In Boiling Water, I Unfold


 


There are lives that unfold not in sunlight but in steam; in trials that demand surrender rather than strength. The teabag, unnoticed in its packet, finds purpose only when thrown into chaos. It does not scream, it does not resist. It gives. It dissolves. And it is remembered, not by what remains of it; but by what it leaves behind.

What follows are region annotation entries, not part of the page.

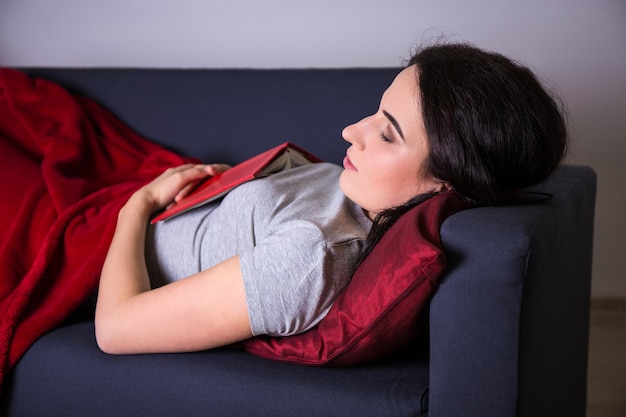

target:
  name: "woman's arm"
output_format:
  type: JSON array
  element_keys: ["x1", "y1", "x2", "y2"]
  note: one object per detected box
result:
[{"x1": 95, "y1": 165, "x2": 252, "y2": 354}]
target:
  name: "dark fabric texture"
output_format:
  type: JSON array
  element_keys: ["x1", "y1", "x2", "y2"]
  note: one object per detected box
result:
[
  {"x1": 0, "y1": 322, "x2": 428, "y2": 417},
  {"x1": 0, "y1": 68, "x2": 596, "y2": 417}
]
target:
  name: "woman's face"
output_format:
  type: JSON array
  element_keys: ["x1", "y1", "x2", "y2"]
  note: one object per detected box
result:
[{"x1": 339, "y1": 66, "x2": 449, "y2": 219}]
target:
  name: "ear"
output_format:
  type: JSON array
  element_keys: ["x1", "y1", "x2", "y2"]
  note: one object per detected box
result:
[{"x1": 430, "y1": 179, "x2": 453, "y2": 193}]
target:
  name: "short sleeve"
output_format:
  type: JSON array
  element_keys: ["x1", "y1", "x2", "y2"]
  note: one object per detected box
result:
[{"x1": 240, "y1": 221, "x2": 359, "y2": 336}]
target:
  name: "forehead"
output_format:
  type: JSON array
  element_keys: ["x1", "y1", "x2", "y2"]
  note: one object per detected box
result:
[
  {"x1": 381, "y1": 66, "x2": 419, "y2": 110},
  {"x1": 380, "y1": 65, "x2": 423, "y2": 131}
]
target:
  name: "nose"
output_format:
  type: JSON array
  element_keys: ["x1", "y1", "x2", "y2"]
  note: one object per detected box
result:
[{"x1": 341, "y1": 119, "x2": 365, "y2": 148}]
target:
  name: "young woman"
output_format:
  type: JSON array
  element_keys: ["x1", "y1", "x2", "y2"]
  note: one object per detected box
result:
[{"x1": 96, "y1": 44, "x2": 567, "y2": 353}]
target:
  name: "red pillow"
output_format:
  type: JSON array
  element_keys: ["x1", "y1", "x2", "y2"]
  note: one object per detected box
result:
[{"x1": 243, "y1": 191, "x2": 469, "y2": 366}]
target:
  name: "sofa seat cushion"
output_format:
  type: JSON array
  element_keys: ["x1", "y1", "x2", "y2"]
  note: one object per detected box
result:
[{"x1": 0, "y1": 321, "x2": 428, "y2": 417}]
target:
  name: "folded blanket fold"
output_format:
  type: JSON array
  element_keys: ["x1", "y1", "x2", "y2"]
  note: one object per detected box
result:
[{"x1": 0, "y1": 69, "x2": 188, "y2": 388}]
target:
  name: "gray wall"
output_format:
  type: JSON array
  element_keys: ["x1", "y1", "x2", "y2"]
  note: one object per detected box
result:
[{"x1": 0, "y1": 0, "x2": 626, "y2": 297}]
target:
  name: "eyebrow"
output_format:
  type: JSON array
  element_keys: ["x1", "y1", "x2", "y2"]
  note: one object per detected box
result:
[{"x1": 383, "y1": 110, "x2": 404, "y2": 140}]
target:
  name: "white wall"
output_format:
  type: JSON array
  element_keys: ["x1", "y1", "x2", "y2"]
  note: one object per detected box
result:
[{"x1": 0, "y1": 0, "x2": 626, "y2": 297}]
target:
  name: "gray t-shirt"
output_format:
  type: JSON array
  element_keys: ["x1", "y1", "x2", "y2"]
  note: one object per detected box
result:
[{"x1": 146, "y1": 163, "x2": 371, "y2": 336}]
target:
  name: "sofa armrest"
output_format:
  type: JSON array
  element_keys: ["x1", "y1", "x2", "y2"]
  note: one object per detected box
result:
[{"x1": 429, "y1": 166, "x2": 596, "y2": 417}]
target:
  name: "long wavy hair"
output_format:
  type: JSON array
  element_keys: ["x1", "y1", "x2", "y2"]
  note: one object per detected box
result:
[{"x1": 355, "y1": 43, "x2": 568, "y2": 270}]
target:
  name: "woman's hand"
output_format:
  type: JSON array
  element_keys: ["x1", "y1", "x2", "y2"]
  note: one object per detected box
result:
[{"x1": 127, "y1": 164, "x2": 230, "y2": 215}]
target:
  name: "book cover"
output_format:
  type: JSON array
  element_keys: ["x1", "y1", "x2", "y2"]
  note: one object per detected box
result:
[{"x1": 151, "y1": 142, "x2": 321, "y2": 224}]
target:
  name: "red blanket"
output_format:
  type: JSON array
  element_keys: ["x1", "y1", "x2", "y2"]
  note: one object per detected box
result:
[{"x1": 0, "y1": 69, "x2": 186, "y2": 387}]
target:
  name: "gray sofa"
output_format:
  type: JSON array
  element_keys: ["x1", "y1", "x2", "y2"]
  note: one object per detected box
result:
[{"x1": 0, "y1": 68, "x2": 596, "y2": 417}]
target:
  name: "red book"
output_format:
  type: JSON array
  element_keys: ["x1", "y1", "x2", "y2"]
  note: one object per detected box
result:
[{"x1": 151, "y1": 142, "x2": 321, "y2": 224}]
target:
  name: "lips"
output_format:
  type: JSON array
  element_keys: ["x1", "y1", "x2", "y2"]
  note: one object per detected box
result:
[{"x1": 343, "y1": 155, "x2": 357, "y2": 171}]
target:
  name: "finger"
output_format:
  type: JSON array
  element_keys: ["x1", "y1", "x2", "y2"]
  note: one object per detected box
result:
[{"x1": 206, "y1": 164, "x2": 231, "y2": 175}]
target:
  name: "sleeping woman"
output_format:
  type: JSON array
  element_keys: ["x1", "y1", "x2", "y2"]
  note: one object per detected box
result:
[{"x1": 95, "y1": 44, "x2": 567, "y2": 354}]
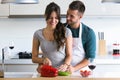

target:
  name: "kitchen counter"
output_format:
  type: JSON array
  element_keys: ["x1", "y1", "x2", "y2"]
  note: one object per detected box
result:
[
  {"x1": 0, "y1": 56, "x2": 120, "y2": 65},
  {"x1": 0, "y1": 72, "x2": 120, "y2": 80},
  {"x1": 0, "y1": 77, "x2": 120, "y2": 80}
]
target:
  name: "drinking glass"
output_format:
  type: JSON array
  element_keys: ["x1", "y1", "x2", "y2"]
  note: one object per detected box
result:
[{"x1": 88, "y1": 58, "x2": 96, "y2": 73}]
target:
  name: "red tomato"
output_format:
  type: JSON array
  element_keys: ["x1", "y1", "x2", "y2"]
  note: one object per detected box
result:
[{"x1": 41, "y1": 65, "x2": 58, "y2": 77}]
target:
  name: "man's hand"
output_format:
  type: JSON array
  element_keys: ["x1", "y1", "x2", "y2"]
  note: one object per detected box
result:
[{"x1": 67, "y1": 65, "x2": 75, "y2": 73}]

In this quiet monologue, a teabag becomes the voice of all things that break to become beautiful.


 

They kept me in the dark,
Dry, dignified, and whole.
A papered little prophet
With a leaf-burdened soul.

No one asks a teabag
If it’s ready for the flood;
One moment I was perfect,
The next, I met the scalding blood.

I sank like silent guilt,
No protest, just descent,
While hope unraveled slowly
From the thread where I was bent.

The water wasn’t cruel,
Just honest, raw, and hot.
It asked for everything I had,
And took what I was not.

I bled into the silence,
I perfumed every tear,
And still you watched me calmly,
As if pain was meant to disappear.

This is what we do,
We quiet, dying leaves:
We flavor lives of others,
Yet no one ever grieves.

You’ll drink me to the dregs,
Then toss the husk away,
And I’ll be in your bloodstream,
Long after I decay.

So steep me in your sorrow,
Let me darken what is clear,
For even dying has its purpose
When the end draws someone near.


 


In every life, there are moments when we’re lowered into our own boiling cup; when we give all we are, not for glory, but for warmth we may never witness. The teabag teaches us that not all who dissolve are lost. Some simply steep into others… quietly, eternally.